While you can, in principle, prevent uploading of any documentation for all known possible mechanisms, you won't be able to prevent zero-day exploits (or the equivalent to you) from being used.

That said, an authenticating firewall to identify both the user and the workstation, can be implemented to restrict access with ACL that you desire. You can incorporate a reputation service as described in some of the other answers to help your managing the process.

The real question is to ask whether is this about security, or is this about control? If it is the first, then you need to understand the cost threshold your managers are prepared to pay. If it is the second, then probably a large visible theatre will be sufficient to convince them you have delivered, with minor exceptions.

Answer 7

You need a content filtering device or service, such as BlueCoat Secure Web Gateway, or a firewall with content filtering, such as a Palo Alto firewall. Products like this have broad category filters that include online storage.

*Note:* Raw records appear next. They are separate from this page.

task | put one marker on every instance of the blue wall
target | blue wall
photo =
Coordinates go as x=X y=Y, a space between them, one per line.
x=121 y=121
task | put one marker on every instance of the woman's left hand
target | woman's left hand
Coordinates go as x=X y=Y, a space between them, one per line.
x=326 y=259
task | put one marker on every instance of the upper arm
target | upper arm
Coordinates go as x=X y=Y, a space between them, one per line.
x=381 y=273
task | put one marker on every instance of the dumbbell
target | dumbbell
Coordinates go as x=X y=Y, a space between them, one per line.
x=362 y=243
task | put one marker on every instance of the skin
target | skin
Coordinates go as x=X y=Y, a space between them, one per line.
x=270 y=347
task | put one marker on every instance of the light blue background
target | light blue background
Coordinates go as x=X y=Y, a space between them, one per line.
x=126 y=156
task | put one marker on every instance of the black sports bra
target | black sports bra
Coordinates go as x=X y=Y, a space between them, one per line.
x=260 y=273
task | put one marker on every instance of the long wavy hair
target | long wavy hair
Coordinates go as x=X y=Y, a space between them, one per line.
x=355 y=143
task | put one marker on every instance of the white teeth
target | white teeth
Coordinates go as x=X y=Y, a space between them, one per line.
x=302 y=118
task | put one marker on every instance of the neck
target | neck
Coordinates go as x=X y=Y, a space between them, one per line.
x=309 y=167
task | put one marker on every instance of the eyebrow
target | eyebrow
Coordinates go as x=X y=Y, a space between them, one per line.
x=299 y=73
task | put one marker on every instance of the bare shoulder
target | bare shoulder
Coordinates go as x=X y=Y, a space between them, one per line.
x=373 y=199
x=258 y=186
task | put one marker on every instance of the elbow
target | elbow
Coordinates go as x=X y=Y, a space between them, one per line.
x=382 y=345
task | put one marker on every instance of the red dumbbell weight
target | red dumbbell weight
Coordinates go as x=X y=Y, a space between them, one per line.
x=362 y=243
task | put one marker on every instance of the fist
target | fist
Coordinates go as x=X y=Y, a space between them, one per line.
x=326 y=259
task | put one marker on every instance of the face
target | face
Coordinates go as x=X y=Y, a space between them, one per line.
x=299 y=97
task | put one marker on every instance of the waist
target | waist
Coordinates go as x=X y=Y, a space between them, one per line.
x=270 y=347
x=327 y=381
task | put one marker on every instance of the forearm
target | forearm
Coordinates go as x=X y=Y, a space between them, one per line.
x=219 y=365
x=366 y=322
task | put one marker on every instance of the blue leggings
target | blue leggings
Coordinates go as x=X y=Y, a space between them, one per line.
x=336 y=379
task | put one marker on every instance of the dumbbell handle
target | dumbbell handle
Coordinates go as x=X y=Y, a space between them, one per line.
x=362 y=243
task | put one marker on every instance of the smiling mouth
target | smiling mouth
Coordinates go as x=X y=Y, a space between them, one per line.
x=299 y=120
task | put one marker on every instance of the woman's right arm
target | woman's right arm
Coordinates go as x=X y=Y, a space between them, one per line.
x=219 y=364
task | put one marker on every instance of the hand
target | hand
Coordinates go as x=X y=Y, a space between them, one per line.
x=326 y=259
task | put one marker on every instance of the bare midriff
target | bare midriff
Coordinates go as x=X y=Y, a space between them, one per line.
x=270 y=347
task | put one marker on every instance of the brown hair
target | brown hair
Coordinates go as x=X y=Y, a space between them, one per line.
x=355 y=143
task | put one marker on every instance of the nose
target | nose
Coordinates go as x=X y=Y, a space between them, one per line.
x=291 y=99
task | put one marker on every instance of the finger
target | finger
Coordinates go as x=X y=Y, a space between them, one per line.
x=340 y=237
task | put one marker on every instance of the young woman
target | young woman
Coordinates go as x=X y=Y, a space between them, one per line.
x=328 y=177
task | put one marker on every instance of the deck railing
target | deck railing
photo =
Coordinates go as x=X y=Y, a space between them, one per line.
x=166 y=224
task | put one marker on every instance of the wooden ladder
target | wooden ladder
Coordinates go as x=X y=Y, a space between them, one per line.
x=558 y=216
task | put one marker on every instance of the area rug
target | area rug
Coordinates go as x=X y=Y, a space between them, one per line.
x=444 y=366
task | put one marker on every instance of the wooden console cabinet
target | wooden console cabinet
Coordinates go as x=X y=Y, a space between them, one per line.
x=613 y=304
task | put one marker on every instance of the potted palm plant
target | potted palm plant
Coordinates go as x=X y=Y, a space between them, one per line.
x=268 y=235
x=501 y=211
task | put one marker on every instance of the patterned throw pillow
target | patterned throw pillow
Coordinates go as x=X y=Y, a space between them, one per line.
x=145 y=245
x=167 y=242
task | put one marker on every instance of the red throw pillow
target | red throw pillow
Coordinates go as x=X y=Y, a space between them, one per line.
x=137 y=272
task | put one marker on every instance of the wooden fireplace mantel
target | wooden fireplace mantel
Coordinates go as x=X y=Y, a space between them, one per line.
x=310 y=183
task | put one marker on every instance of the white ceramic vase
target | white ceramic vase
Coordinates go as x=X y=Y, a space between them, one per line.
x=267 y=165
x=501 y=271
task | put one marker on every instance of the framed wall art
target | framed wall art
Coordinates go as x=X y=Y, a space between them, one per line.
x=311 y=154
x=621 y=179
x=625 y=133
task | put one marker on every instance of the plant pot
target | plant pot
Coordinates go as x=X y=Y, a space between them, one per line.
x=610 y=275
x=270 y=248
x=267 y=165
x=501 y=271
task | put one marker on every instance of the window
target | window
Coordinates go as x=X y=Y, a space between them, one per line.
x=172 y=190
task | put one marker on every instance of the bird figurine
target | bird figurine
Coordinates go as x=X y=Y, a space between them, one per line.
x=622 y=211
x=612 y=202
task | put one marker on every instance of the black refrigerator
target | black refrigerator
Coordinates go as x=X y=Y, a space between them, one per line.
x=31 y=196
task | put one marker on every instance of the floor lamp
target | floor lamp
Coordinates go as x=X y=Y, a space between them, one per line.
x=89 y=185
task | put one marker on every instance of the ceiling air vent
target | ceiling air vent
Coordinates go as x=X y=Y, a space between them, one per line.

BlueCoat even offers cloud-based service where you can force your laptop users to connect through a proxy service that runs locally on their computer, but takes content filtering rules from a central source.

Answer 8

• Blacklist

Create a list of sites that the users can't access.

Pro: Block specific service.

Cons: A big list, sometimes it could hurts the performance of the firewall of the system (usually it does!). Sometimes it could be bypassed.

• WhiteList

Instead of relies in a big list of blacklisted sites, some companies uses a whitelist where users can only access to the whitelisted sites.

Pro : easy to manage.

Cons : it hurts productivity.

• Block the size of the information send (POST/GET).

Some firewall allows to block the size of information send, rendering impossible to send some files.

Pro: Easy to manage.

Cons : some users could bypass it by sending files in small chunks. It could breaks some websites, for example, some Java and Visual Studio's winforms sites send a lot of information regularly.

• Block non HTTP connections.

Pro: easy to configure.

Cons : it could breaks current systems.

In my experience, i worked for a bank. The administrators blocked the access to the usb driverand access some restricted sites (blacklist). However, i created a php file in a free webhosting and i can upload my files without any problem (using a regular website). It took me 5 minutes to do that.

I agree with some comments, is easy and more effective to use a human resource rules.